Delusions are the quintessential symptoms of psychotic disorders. Systematic study of the phenomenology of delusions, however, is a relatively recent enterprise, and many fundamental questions remain unanswered. At the most basic level, it is unclear whether delusions, with their manifold presentations, represent a unitary phenomenon—perhaps with a common psychopathologic or neurophysiologic basis—or a cluster of discrete phenomena with superficial similarities (1, 2). Although definite resolution of this question awaits advances in the understanding of brain function and dysfunction, suggestive evidence might be derived from close analysis of the nature of delusional symptoms.
The study of delusions has been dominated to date by a focus on content-related aspects of their presentation; repeated attempts have been made to associate different content types of delusions (e.g., persecutory, grandiose) with different disorders. When these attempts are successful, they suggest the heterogeneity of psychopathological causation across content types. Probably the most durable findings have suggested that bizarre delusions, especially of the Schneiderian type (3), are most commonly found in schizophrenia, and mood-congruent delusions are most often present in affective disorders (4). But these conclusions have not gone unchallenged (5, 6); even when they are supported, violations of these rules are sufficiently common that delusional content has little power to discriminate among diagnostic groups (4).

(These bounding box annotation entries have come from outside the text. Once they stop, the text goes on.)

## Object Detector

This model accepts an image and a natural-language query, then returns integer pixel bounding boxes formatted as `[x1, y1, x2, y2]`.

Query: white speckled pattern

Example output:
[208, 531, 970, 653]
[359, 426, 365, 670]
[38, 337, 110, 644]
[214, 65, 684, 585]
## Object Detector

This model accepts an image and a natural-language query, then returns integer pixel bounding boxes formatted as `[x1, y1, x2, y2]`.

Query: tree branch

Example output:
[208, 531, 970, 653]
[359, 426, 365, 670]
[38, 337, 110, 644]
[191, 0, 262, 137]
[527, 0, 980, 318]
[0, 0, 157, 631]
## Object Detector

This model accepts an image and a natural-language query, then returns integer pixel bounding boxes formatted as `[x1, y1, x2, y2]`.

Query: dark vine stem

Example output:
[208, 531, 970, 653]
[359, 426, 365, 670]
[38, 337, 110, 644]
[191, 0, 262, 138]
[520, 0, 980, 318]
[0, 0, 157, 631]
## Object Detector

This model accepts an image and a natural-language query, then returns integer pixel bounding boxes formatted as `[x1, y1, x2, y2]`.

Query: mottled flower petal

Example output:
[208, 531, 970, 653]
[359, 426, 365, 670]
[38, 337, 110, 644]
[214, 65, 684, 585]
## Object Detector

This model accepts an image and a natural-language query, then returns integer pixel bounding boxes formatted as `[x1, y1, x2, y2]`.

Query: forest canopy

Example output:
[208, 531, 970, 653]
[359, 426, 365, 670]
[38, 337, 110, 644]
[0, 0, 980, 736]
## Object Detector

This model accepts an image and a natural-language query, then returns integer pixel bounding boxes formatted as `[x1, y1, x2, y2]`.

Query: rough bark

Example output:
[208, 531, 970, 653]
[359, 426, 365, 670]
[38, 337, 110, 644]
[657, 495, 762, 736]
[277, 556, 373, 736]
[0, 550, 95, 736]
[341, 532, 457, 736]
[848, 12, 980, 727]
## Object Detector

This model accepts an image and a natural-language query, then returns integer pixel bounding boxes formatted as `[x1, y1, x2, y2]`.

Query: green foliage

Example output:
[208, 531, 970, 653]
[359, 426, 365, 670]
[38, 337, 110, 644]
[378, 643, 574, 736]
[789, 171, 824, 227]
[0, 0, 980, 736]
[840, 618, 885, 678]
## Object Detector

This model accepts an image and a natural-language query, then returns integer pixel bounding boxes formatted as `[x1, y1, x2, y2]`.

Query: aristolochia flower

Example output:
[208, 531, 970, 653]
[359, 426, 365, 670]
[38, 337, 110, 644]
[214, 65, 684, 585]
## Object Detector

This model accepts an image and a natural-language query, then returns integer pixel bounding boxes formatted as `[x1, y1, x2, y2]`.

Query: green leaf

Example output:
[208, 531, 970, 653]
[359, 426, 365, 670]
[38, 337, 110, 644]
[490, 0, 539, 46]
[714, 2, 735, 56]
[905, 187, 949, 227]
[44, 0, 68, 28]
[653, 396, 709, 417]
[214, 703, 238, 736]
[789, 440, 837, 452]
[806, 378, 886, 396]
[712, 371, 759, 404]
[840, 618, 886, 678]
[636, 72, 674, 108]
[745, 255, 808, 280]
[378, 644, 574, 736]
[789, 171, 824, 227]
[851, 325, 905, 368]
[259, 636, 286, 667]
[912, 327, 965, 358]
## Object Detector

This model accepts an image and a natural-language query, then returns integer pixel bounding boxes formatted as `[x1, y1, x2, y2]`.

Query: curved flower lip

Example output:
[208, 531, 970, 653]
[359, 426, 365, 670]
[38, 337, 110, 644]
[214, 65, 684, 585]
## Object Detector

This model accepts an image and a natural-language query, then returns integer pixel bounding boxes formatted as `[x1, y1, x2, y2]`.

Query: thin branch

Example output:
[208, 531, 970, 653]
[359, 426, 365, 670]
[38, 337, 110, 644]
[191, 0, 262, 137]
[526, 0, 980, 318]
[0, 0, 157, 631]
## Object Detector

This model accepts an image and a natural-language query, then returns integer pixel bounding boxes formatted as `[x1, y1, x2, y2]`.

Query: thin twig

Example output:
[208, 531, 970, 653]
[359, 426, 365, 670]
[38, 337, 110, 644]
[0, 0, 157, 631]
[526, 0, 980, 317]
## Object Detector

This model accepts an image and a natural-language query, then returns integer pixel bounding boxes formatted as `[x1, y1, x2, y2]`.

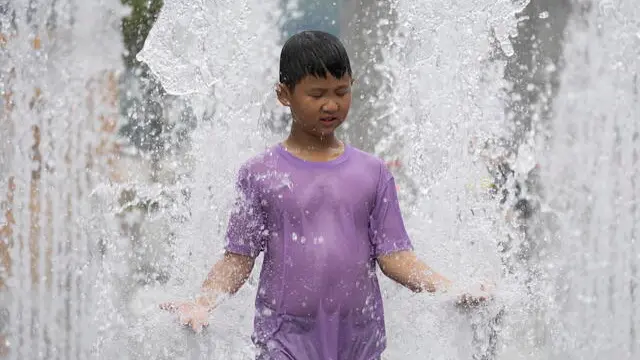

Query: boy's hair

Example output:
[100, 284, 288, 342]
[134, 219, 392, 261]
[280, 31, 352, 90]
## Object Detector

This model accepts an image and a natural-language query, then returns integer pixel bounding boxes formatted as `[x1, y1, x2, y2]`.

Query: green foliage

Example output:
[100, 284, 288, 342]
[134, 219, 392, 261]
[121, 0, 163, 68]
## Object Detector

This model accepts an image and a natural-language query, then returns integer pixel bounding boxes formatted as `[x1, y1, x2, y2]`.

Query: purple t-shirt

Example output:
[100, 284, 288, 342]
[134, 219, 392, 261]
[226, 145, 412, 360]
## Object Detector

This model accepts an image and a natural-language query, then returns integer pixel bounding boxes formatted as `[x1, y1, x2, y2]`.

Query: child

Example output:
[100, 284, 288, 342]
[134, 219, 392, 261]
[162, 31, 484, 360]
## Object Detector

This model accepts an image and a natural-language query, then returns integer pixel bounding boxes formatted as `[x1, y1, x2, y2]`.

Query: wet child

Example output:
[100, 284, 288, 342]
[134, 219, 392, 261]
[162, 31, 483, 360]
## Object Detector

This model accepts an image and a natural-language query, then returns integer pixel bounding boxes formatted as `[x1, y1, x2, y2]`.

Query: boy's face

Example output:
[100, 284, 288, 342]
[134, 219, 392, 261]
[278, 73, 353, 137]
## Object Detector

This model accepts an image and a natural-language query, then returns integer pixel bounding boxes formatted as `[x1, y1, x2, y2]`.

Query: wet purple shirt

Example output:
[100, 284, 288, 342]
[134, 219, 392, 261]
[226, 145, 412, 360]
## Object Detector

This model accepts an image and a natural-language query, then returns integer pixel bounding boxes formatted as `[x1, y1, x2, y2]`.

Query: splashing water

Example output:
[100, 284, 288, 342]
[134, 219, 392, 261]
[538, 0, 640, 359]
[0, 0, 129, 360]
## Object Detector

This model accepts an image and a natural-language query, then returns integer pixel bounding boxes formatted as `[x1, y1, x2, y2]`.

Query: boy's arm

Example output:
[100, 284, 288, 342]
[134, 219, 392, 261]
[378, 250, 451, 292]
[196, 251, 255, 309]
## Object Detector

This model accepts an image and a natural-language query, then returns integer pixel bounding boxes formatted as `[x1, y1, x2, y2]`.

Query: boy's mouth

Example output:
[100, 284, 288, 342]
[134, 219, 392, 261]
[320, 116, 338, 125]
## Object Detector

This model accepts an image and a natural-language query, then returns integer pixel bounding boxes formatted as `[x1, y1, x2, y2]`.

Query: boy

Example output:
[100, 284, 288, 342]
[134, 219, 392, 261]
[162, 31, 484, 360]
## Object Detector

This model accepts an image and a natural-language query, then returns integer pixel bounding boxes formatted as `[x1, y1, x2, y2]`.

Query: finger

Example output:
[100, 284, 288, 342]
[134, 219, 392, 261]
[160, 302, 176, 311]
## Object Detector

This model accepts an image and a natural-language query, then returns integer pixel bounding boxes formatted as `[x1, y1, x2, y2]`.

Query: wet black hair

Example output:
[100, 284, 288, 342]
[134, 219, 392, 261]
[280, 30, 352, 90]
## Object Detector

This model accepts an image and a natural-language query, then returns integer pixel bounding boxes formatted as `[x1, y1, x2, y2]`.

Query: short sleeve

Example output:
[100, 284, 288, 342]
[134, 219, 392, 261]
[369, 167, 413, 258]
[225, 168, 265, 258]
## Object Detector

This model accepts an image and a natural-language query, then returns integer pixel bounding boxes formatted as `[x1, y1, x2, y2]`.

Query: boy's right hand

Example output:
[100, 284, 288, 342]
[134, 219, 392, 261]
[160, 301, 209, 333]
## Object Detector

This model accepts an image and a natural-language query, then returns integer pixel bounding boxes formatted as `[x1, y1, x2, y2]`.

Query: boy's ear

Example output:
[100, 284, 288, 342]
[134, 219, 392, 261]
[276, 83, 291, 106]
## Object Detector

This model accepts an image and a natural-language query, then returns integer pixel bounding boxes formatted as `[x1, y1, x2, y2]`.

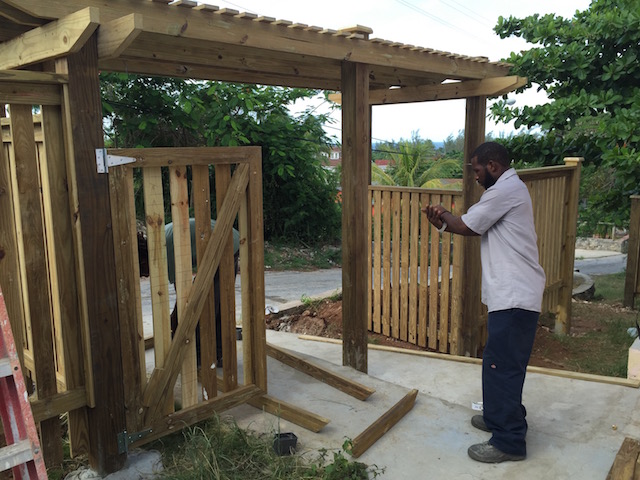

A newer and promising approach to exploring the commonality or diversity of delusions may be to focus on their primarily non-content-related characteristics. Strauss (7) appears to have been the first to point out that delusions can be characterized along several dimensions that are largely independent of their content; he proposed the dimensions of conviction, preoccupation, external determinants, and implausibility (the last is actually content-related). His idea has been elaborated and operationalized by a number of investigators who have focused on a wide range of delusional characteristics (4, 8–16). As a group, these studies suggest that many of the proposed dimensions can be measured reliably and appear to constitute independent constructs. Few efforts have been made, however, to use the dimensional approach to explore the unitary or diverse nature of delusions by comparing their characteristics across diagnostic categories, and none has attempted to compare them across content types.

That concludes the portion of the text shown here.